But the Great Recession -- and corporate America's penchant for firing workers to support profits -- would create a whole new set of problems. Four days after Christmas in 2009, McSwain got a pink slip -- after 39 years of service.

"It's been really difficult," McSwain says. "I had major expenses from Katrina, and I needed a job desperately." She had hoped to finish out her career and work four or five more years to help pay all those bills. "I had no intentions of leaving."

Her layoff was part of a big downsizing that saw the profitable phone giant announce 12,300 layoffs over 18 months. AT & T's objective: Cut costs to prop up earnings, as a healthy 9% growth in wireless revenue failed to offset a steep decline in landline phones.

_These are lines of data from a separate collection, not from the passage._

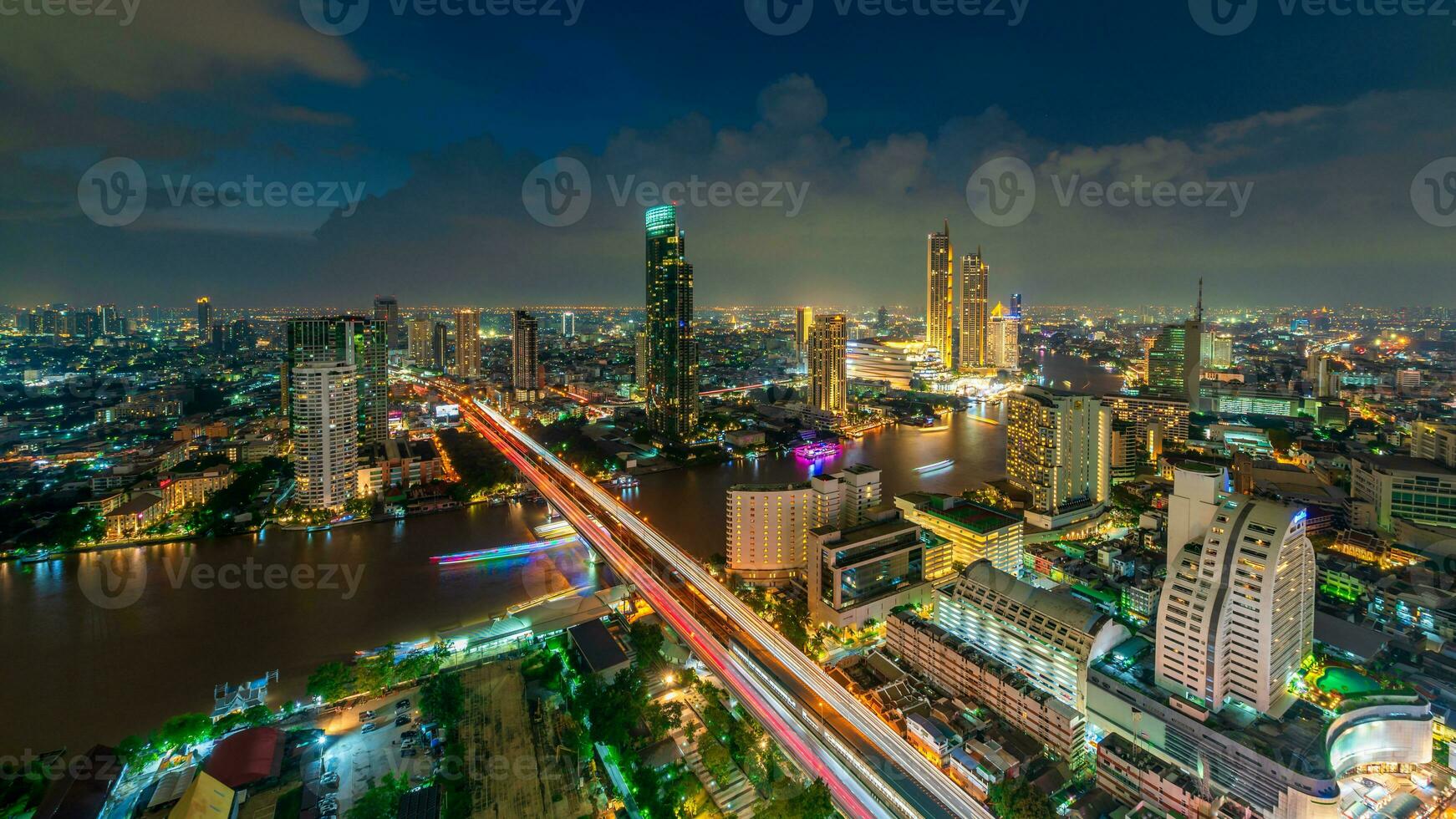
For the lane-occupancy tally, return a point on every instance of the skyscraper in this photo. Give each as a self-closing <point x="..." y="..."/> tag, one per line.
<point x="975" y="281"/>
<point x="386" y="310"/>
<point x="938" y="292"/>
<point x="1002" y="339"/>
<point x="1236" y="617"/>
<point x="671" y="361"/>
<point x="204" y="318"/>
<point x="354" y="341"/>
<point x="325" y="450"/>
<point x="804" y="322"/>
<point x="421" y="342"/>
<point x="468" y="343"/>
<point x="827" y="377"/>
<point x="1057" y="450"/>
<point x="524" y="357"/>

That brings us to Stephenson, who joined the company in 1982 and moved into the CEO job in 2005. He sets the cost-cutting tone and oversees the managers who carry out all those layoffs. In 2009, the year McSwain got her pink slip, Stephenson had one of his most lucrative years ever.

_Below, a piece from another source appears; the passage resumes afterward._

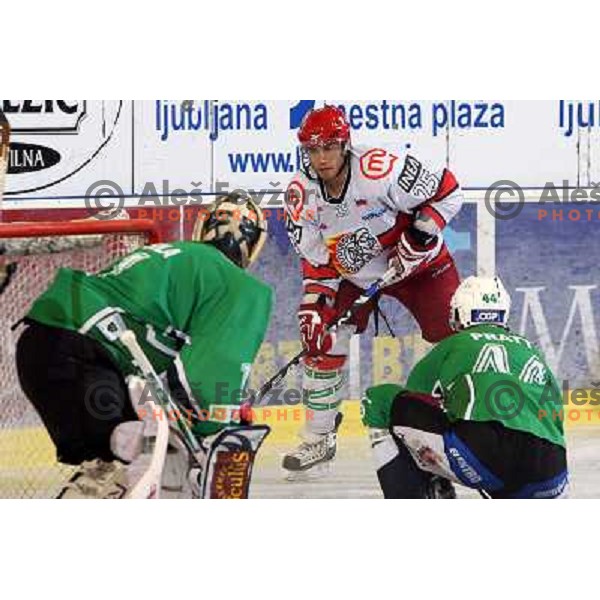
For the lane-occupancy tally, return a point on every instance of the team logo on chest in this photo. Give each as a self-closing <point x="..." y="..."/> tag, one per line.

Stephenson realized $6.9 million when 270,000 of his stock options vested. On top of that, AT & T granted him a pay package valued at $20.2 million by The Associated Press. That's nearly 2-1/2 times the average pay for CEOs at S & P 500 companies that year.

Relentless squeezing of jobs and pay

The contrasting fates of rank-and-file managers who get laid off, like McSwain, and the richly paid CEOs overseeing layoffs, like AT & T's Stephenson, played out across many industries during the Great Recession, according to the Institute for Policy Studies report.

In fact, it's all part of "the relentless squeezing" of jobs, pay and benefits to boost corporate earnings and keep money flowing to executives, says Sarah Anderson, a co-author of the report, titled "Executive Excess 2010: CEO Pay and the Great Recession" (.pdf file).